Responding to a query from Nohria, Dahl said the leadership quality he looks first for is “The ability to love complexity. Most of the people who join us in this work are enthusiastic, smart, and have a ton of resources available to them. But people can get incredibly flummoxed when they get in this murky mire, and the people who really succeed are those who say, ‘Bring it on, let’s do this,’ and who have the versatility and nuance to navigate the complexity.”
Describing their current efforts to bring a biocontainment unit to Lima and fight tuberculosis outbreaks in India, Farmer quickly pointed out that there is still an overwhelming amount of work to be done. “We have new, better-tolerated drugs and more resources, but these are still huge problems,” he said. Linking the ongoing struggle with leadership qualities, he added that the ability to stick with problems was critical. “It’s frightening. These diseases are communicable and lethal, and it’s a long, long time from discovery to delivery. How are you going to go all that way?”

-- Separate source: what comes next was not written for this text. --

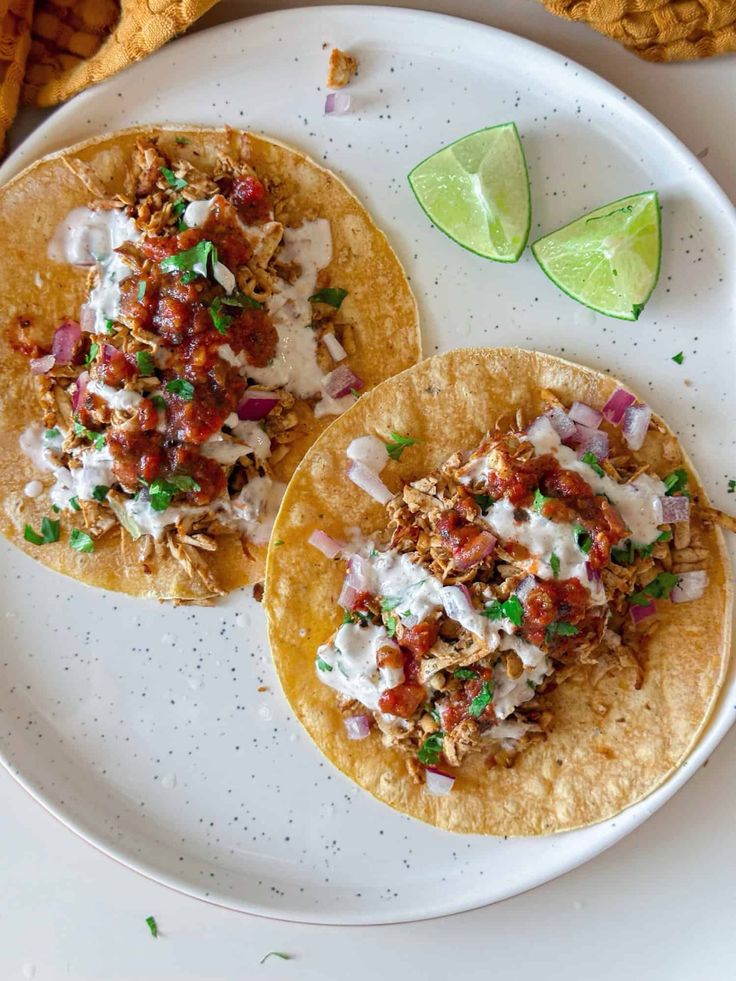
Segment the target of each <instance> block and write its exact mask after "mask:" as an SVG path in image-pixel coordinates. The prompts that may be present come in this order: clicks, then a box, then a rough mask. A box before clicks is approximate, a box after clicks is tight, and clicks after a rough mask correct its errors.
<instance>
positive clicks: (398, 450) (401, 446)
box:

The panel then took questions from the audience, ranging from how Farmer and Dahl structure narratives to sway skeptics (become allies, know which battles to fight, and keep working on it) to how they balance health and dignity with the cost of delivery (education and basic care make economic sense) to the potential problem of disease dissemination from the refugee crisis (there is a strong, often unheard network of citizens in receiving countries working toward vaccinations and preventive care).
Nohria concluded the evening by thanking the panelists for their time and vital work, and invited the crowd to the evening’s reception in the Spangler Center. “We hope that this conversation will inspire everybody in this room to find their own way of making this world more healthy,” he said.